Cal didn’t respond when I snapped. He just looked at me. A look of concern, of confusion, of uncertainty. I’d never snapped at him. Not once. Even when we were actually pissed at one another, I never snapped, never shouted, never moved with the demeanor of the men in my own life.
“I’m gonna sleep. Wake me when we land,” I said.
Cal just nodded at me. He didn’t seem to know what more to do for me right now, but I knew he was wracking his brain trying to find a fix. And so was I.
My mind couldn’t shut down. I tried, but decided my fate was better served pretending to sleep for the next two hours than sitting here awake with a concerned Cal, the only person in my life who seemed to give a fuck enough to care about me in that way.
I sat there for two hours, locked in my brain, searching for every loophole, every counter, every single way that this, him and I, could exist in the world we lived in.
But there was nothing. There was no silver lining, no fine print.
Not a single outcome in every universe I dreamt up where this ended happily.
Just flames. Just loss. Just him and I losing everything we’d ever known.
“Silas… we landed, baby,” Cal whispered with a nudge.
My eyes fluttered open, trying to make it seem like I really had been sleeping. I don’t know if he bought it or not.
We went straight from the airport to the arena. I drove, even though I probably shouldn’t have been behind the wheel of a vehicle like this.
We didn’t speak. I didn’t know how. I don’t think Cal did either. I knew he felt me. I knew he felt I was off. We were too connected for him not to.
We walked in and went straight to the ring. We had to practice. This match was far too big to not get right.
We were the main event. The thing every fan paid to see. We had a sold-out arena in my home state waiting to see us bring the house down. I’d even got Carolina Blue themed gear for this. This was my time. We all knew it.
Our match was the Warzone one match. Two teams. Showdown vs.
Demolition. The flagship vs. the flagship.
These matches consisted of no rules, and six men on each team.
The objective: make each member tap out or be pinned for a three count.
Each member that succumbed to a pinfall or submission was eliminated, and this would go on until one team was left standing.
But this year, the focus was me. It was selling me.
It was sending me into the stratosphere, sending me to the level my dad and uncle were supposed to hit.
This was me rewriting history.
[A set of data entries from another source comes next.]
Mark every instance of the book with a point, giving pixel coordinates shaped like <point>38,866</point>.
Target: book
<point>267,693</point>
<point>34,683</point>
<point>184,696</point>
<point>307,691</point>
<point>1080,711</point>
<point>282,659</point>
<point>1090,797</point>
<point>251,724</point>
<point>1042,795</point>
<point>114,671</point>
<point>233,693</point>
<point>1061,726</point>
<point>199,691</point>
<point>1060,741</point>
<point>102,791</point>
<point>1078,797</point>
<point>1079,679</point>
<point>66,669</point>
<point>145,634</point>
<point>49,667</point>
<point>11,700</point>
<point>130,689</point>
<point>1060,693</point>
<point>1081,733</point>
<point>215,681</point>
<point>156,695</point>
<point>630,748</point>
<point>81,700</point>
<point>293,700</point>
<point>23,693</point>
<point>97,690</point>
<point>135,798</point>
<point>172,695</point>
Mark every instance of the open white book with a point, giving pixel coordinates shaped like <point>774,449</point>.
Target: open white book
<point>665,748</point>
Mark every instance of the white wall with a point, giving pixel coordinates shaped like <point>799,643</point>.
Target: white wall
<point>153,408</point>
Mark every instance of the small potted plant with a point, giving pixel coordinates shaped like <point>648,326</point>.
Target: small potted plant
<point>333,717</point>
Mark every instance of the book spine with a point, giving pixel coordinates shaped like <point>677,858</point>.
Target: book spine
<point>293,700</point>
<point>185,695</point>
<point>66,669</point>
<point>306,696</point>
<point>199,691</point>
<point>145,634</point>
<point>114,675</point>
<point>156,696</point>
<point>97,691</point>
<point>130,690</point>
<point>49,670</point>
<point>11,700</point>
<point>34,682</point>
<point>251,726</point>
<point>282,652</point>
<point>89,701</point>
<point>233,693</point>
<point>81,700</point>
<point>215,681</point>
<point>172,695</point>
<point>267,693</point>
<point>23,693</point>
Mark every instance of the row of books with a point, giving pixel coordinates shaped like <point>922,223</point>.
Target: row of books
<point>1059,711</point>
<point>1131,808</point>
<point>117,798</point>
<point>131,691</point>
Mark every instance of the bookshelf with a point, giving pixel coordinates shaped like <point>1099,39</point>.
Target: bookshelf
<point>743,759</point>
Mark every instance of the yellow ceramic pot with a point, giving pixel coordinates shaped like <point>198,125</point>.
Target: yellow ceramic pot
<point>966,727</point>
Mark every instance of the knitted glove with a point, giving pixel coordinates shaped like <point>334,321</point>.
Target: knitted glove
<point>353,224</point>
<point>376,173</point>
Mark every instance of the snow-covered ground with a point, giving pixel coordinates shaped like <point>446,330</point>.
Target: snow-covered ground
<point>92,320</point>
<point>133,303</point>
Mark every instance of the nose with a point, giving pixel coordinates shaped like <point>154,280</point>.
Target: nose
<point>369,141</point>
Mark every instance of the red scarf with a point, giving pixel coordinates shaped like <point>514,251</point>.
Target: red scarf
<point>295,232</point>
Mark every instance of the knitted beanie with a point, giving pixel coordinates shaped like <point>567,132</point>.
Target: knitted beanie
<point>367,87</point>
This was me becoming the face of this business.
This was a guaranteed win in January at Man Overboard.
This was an absolute shot at the heavyweight title.
The match had a stacked team. For Showdown, it was myself, Cal, Evan, Julian Martinez, and two new rookies proving their place, Carter Divine and Dean Knoxville. Our opponents were just as stacked with Demolition’s top guys: Camden Coranto, Maxx Thornton, Jesse Jones, Dante Andrews, and Raven.
This match was a seller. Big names, big draw, more tickets. We were told to expect an hour in ring, to conserve energy the best we could, to be clean, to do our best to prevent injuries. To sell me.
We ran our drills. We practiced our moves on one another. And we ran through the high fly setups for myself. Especially the big one. The one that would leave the crowd speechless.
Martinez would set up tables. We were meant to make a warzone, and that’s what we were doing.
I was going to launch myself, The Shooting Star Press off the ladder, from inside the ring down to the table on the outside, and collide with Camden Coranto below.
Martinez would spot. It was intricate, but we knew we could do it.
Camden was a veteran; though he’d only been in the UWF a few years, he’d spent years on the indies and making a name in other companies.
He was older, mid-forties. His time in the ring was close to its end, and he knew that.
But much like my dad, he didn’t intend on stopping until he couldn’t anymore.
Cal listened to the run through of the move intently. “What do we do if this goes wrong?” he asked.
“Yeah, I want to know that too,” Evan added.
“You throw an X like we always tell you, but be discreet,” the match producer, Jim Dallas, said in a thick southern accent. “Don’t let the fans see, but make sure the refs or medical can.”